Transmission Capacity: NewsML is to be used in a wide variety of contexts with varying transmission capabilities. NewsML needs to provide the ability to express semantics in as concise a way as is possible while retaining the required flexibility. This is particularly important in respect of the development of news-items (above). It should be possible, at a later time, to deterministically recover such information in a comprehensive manner at a news-item level

930

Defaults: Provide for the setting of defaults to minimise duplication and repetition of data.

130

Special Case for Text: Since most existing news-items have extremely simple structure (they have a single textual part), the overhead for representing extremely small news-items should be reduced as far as possible.

940

Binary Data: NewsML must support the inclusion of binary parts in their native form (e.g. as well as supporting a Base 64 encoded representations of this data native binary representations should also be possible).

950

Ease of Processing: So far as is possible the encoding should be designed with ease and efficiency of processing by receivers in mind.

1000

use XML and other appropriate standards and recommendations.

1001

Web Conformance: Be consistent with widely adopted techniques and published international standards and recommendations to gain maximum leverage from the intellectual effort that has gone into their creation. In addition to gain maximum leverage from utilities, components and tools that are widely available for their processing.

1010

Evolution: Incorporate new standards as they become available.

1020

Use of XML: A consistent naming convention is to be adopted for the naming of elements and attributes.
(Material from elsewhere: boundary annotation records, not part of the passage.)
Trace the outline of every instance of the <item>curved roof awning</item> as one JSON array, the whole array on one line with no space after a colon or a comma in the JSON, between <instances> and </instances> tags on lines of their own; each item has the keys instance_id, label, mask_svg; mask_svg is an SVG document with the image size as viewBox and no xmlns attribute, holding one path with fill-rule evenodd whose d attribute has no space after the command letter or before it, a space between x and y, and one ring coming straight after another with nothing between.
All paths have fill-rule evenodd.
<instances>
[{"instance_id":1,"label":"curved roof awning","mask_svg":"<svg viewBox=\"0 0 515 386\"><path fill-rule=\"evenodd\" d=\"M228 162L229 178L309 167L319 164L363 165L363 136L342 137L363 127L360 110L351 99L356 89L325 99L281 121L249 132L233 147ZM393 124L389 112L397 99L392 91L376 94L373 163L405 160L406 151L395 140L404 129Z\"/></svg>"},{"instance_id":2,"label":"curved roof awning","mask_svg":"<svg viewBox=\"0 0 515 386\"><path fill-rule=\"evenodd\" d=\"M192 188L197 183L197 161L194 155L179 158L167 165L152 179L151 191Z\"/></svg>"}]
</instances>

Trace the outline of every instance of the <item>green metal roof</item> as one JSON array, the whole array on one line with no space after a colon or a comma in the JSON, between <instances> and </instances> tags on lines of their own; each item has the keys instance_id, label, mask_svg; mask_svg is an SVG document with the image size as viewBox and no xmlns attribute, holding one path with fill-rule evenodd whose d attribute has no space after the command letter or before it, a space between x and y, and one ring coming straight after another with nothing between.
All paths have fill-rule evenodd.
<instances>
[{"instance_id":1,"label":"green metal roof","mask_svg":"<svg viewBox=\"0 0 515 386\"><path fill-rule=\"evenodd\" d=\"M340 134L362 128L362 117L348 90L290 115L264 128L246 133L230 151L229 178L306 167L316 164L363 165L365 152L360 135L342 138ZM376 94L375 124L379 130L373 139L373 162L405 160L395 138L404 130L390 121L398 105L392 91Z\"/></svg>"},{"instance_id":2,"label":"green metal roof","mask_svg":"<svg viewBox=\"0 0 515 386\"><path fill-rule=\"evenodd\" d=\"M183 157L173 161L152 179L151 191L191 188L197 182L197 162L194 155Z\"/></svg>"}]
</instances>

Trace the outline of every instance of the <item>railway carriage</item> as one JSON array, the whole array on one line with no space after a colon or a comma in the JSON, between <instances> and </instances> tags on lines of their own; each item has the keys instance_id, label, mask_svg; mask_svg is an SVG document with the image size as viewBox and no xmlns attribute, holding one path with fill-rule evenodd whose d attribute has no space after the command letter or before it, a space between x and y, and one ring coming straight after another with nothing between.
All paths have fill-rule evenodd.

The naming conventions must not be unduly verbose, while maintaining readability.

10646

Universality: Use Unicode where practical

1100

provide a lightweight facility for the representation of text

1105

Content of news-lines: These "specific features of news" referred to in 120 are inherently textual and need to be represented in an expeditious manner.

1110

Text Structure: Provide a means of identifying the structure and sub-structure within textual parts (paragraphs, tables etc.).

1120

Text Markup: The determination of the scope of this facility will be through the application of the following tests:

 

1

Is there a parallel structure in NITF that can be used?

 

2

Can this mechanism be applied equally to all media?

 

3

Do the structures fall in with the overall NewsML design requirements especially of minimising the number of tags?

Notes

Collections

N110

News-items are very frequently found together in collections. NewsML supports collections of news objects that have been assembled with journalistic intent (such as a composite news-item consisting of the top ten news-items of the hour) and collections of news objects that are constructed in a more arbitrary way (such as responses to queries).

N120

Collections are represented as news-items.

N130

The intention behind the construction of collections may be determined from the metadata.

Equivalence of News-items

N210

Because of the equivalence of alternatives and the ability to exclude data from any instance of a news-item, the equivalence or otherwise of news-items cannot be established from their physical form. Hence also there is no standard representation [or canonical form] for a news-item.

N220

NewsML provides a mechanism for providers to mark news-items so that they may be distinguished in a unique and unambiguous way without reference to their representation.

Permissioning

N310

Permissioning is not considered to be part of news management, It will be applied through external applications.

Life Cycle

N410

Reference is made to the notion of a news life cycle. This notion is intended to capture the characteristic processes through which news-items may pass between being created and being consumed. This lifecyle includes but is not restricted to assignment, authoring, editing, storage, archiving, distribution, being searchable and so on.

N420

NewsML does not provide the ability to specify or support workflow. It does provide the ability to capture the creation and distribution history of a news-item.